Ryan: So that’s not too much money to go ahead and set it up, it’s probably cheaper then setting up Proprietary limited company in Australia, I’m not sure what are costs of that. Are there any other tips that you would give to listeners who are thinking about investing in the property in the US or you think it’s too big topic to cover in one podcast episode but I think just getting your experience and those couple of tips have been really helpful but is there anything else that you would say “well this is important, people need to know this”?
Ben: All I can think of is read as much as you can, there are a lot of books now coming out from Australians who are investing in the US, I believe there is two at the moment. You can jump on Amazon Kindle, I downloaded them and have read. I don’t know the guys or anything but their books I find very helpful, certain property investment forms get on there. That’s about the only advice I can give. I’ve got links of contacts in Kansas City on my blog which is iPropertyInvestor.com.au, it’s there, theirs phone numbers their emails, whatever, you can do with it what you are pleased. If you want to use them or whatever that’s fine too.
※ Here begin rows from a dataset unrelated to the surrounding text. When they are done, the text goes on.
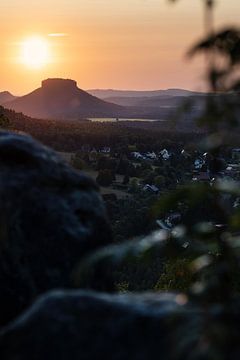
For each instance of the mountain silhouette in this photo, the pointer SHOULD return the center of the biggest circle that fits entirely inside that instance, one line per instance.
(62, 99)
(111, 93)
(6, 96)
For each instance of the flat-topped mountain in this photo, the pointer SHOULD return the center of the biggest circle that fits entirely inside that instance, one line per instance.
(6, 96)
(62, 99)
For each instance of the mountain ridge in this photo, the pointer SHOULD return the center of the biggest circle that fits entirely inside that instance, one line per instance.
(62, 99)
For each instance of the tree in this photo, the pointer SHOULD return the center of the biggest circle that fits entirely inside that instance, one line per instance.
(105, 177)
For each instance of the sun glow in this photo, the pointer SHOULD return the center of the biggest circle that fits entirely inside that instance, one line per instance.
(35, 52)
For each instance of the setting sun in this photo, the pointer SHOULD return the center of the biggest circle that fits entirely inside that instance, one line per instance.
(35, 52)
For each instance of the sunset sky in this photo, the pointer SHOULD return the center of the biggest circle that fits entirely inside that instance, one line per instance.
(126, 44)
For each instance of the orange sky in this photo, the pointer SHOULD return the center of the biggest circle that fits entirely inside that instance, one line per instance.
(126, 44)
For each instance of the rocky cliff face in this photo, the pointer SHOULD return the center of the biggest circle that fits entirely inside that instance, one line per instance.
(50, 217)
(62, 99)
(86, 325)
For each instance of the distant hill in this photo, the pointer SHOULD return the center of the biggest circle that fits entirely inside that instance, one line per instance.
(6, 96)
(109, 93)
(62, 99)
(157, 101)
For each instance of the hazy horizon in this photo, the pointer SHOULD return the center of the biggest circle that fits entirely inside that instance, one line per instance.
(127, 45)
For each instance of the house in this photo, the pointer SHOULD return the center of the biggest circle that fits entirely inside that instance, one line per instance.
(151, 188)
(236, 154)
(202, 176)
(165, 154)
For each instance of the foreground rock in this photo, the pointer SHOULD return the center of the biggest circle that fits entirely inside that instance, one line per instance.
(85, 325)
(50, 217)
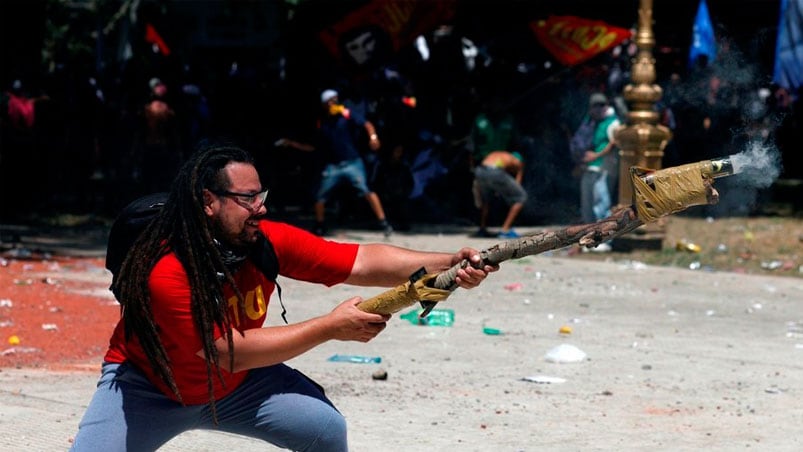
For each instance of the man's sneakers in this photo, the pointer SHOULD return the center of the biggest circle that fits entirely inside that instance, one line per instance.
(509, 234)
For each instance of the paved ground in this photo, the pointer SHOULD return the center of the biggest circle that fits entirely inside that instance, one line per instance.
(675, 360)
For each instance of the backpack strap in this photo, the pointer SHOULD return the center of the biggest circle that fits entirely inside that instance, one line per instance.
(263, 255)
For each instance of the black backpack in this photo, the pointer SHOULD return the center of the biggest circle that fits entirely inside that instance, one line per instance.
(136, 216)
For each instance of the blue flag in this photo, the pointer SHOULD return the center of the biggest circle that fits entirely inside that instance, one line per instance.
(702, 39)
(789, 47)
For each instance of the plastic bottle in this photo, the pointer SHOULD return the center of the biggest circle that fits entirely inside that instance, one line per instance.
(436, 317)
(355, 359)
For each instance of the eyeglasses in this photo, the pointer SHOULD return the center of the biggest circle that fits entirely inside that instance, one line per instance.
(250, 201)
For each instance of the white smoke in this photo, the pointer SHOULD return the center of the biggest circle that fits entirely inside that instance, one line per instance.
(759, 165)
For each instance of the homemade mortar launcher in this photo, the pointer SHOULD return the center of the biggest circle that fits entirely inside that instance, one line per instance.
(656, 193)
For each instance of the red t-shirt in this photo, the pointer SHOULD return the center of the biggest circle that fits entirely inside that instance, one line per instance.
(302, 256)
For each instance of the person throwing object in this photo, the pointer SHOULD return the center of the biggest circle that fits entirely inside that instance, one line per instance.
(500, 174)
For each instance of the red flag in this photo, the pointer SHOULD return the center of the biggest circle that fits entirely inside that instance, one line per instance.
(572, 40)
(153, 37)
(383, 26)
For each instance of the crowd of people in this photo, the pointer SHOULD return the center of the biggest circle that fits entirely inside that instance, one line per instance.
(406, 139)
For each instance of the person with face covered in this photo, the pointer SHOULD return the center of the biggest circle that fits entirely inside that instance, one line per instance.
(191, 350)
(336, 145)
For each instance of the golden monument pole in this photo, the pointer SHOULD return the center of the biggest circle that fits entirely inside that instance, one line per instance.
(641, 140)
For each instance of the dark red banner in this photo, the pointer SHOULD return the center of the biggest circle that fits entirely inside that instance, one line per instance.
(572, 40)
(383, 26)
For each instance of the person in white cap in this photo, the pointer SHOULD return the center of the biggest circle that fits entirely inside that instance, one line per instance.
(343, 163)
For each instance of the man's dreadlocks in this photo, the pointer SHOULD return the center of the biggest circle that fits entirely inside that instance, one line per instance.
(183, 228)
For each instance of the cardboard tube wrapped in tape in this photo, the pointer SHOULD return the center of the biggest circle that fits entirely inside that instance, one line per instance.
(405, 295)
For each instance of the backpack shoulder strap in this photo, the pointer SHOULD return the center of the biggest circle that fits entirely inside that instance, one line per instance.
(264, 257)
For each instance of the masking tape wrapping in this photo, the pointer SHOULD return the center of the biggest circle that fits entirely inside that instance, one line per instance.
(405, 295)
(671, 190)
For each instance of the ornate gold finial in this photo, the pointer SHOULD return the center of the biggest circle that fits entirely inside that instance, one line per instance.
(642, 140)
Ryan: So, that’s at iPropertyInvestor.com.au is that right?
Ben: Yes, that’s correct. There are my US contact links so…
Ryan: People can head over to iPropertyInvestor.com.au and as Ben said you can click on the US property links and you’d be able to find out with who Ben is working with over in the states. I guess that can help in the terms of the contacts. And obviously if you want to look at this in more details we do suggest reading books and talking to advisors and stuff like that before you go ahead. I’m going to end it there, thank you so much for you time today Ben and for your story and your experience, I think that it’s great for people to hear that you’ve invested using so many different strategies-positive cash flow, capital gains, US property market. Before recording were saying that you even dabbled in stock market and features like that. So it’s exciting to see that even though that you started one way you can actually change investment strategies and still achieve great success. So where to from here for you?
Ben: At the moment I’m going to be purchasing a property to live in for a next couple of months for my family, I’ve got young son now…
Ryan: Congratulations!
Ben: …we’re going to need a bigger place. At the moment I’m living in a one bedroom apartment in the city. So I will rent that out, move bit further, get a bigger property and then I’m off to US in late April. So I should get there in late April and I’ll keep you posted on what happens there Ryan when I get back.
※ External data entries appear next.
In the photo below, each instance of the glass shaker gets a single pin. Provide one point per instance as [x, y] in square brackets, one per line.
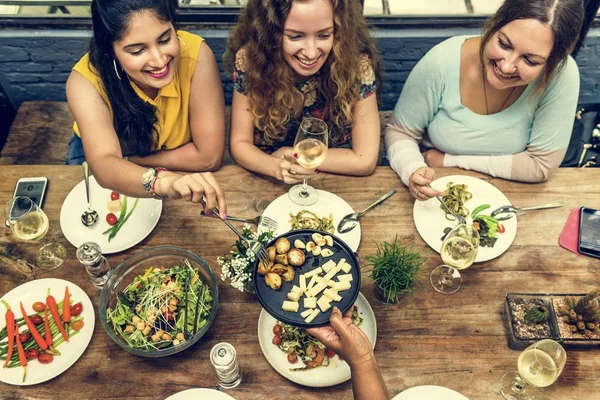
[96, 265]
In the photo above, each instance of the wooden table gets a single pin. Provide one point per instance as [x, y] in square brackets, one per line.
[457, 341]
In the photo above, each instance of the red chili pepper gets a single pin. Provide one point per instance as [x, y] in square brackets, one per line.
[34, 332]
[10, 329]
[54, 310]
[67, 309]
[49, 339]
[22, 358]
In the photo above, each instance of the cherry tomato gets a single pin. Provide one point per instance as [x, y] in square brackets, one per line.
[24, 337]
[32, 354]
[77, 325]
[292, 358]
[276, 340]
[76, 309]
[111, 219]
[45, 358]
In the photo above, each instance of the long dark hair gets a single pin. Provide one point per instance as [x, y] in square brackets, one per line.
[133, 118]
[564, 17]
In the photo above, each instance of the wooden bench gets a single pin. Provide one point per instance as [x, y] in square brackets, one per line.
[41, 132]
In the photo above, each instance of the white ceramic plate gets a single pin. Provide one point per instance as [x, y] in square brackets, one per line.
[429, 392]
[200, 394]
[138, 226]
[29, 293]
[328, 203]
[335, 373]
[430, 220]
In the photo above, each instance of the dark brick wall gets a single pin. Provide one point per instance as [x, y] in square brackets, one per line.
[35, 64]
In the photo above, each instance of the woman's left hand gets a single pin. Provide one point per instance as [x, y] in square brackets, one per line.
[434, 158]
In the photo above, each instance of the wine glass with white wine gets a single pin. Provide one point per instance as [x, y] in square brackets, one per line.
[29, 223]
[458, 251]
[311, 146]
[538, 366]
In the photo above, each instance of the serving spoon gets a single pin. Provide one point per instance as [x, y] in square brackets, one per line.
[349, 221]
[89, 216]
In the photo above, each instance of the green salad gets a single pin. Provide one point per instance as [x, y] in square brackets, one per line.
[162, 308]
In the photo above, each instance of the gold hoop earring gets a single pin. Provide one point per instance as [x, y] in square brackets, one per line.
[182, 42]
[116, 69]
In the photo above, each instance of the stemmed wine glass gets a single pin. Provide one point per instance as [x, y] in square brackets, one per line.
[458, 251]
[311, 146]
[539, 365]
[29, 223]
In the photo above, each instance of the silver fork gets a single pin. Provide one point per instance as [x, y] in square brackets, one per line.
[254, 245]
[258, 220]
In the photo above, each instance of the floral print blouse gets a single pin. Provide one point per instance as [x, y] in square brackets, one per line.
[314, 103]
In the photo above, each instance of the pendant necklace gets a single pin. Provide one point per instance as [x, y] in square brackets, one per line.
[487, 111]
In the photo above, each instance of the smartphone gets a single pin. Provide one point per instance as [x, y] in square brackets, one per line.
[589, 232]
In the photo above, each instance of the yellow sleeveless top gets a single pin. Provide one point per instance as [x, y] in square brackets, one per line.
[172, 102]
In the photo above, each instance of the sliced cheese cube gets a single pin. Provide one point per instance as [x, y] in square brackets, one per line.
[318, 288]
[332, 273]
[332, 294]
[310, 302]
[294, 296]
[346, 267]
[291, 306]
[303, 283]
[328, 265]
[343, 285]
[315, 271]
[312, 316]
[324, 303]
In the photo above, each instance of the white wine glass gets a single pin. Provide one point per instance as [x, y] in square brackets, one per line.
[458, 252]
[538, 366]
[311, 146]
[29, 223]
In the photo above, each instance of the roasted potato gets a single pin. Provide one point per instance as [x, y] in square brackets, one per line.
[299, 244]
[271, 252]
[296, 257]
[281, 259]
[289, 274]
[278, 269]
[264, 267]
[273, 281]
[282, 245]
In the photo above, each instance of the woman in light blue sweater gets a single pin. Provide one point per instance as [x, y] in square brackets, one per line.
[502, 103]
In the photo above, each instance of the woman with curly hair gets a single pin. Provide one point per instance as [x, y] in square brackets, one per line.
[501, 103]
[293, 59]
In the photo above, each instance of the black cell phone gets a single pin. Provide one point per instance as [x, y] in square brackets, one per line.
[589, 232]
[34, 188]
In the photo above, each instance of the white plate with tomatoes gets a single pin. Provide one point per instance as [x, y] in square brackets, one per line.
[431, 221]
[139, 225]
[338, 371]
[42, 369]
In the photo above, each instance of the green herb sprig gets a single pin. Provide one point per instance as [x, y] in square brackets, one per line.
[395, 268]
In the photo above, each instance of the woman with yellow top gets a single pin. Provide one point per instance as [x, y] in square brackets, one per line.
[146, 95]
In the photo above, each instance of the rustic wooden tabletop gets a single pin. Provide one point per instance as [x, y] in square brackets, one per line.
[457, 341]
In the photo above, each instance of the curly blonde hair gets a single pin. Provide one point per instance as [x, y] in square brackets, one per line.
[260, 32]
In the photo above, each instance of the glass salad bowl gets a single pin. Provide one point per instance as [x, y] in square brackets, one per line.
[142, 306]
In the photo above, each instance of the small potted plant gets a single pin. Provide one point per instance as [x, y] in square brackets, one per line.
[239, 265]
[395, 268]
Ryan: Yes, we will stay in touch! Thank you and again you guys can check and you can check out Ben on his blog which is iPropertyInvestor.com.au. Thanks for your time Ben and I’ll talk to you later.
Ben: Thanks Ryan, I appreciate it.
Guys I hope you liked that interview with Ben. As you can see, investing in the US property market isn’t something that we could fully cover in one episode. It is very difficult to understand because it does operate very differently to the Australian market.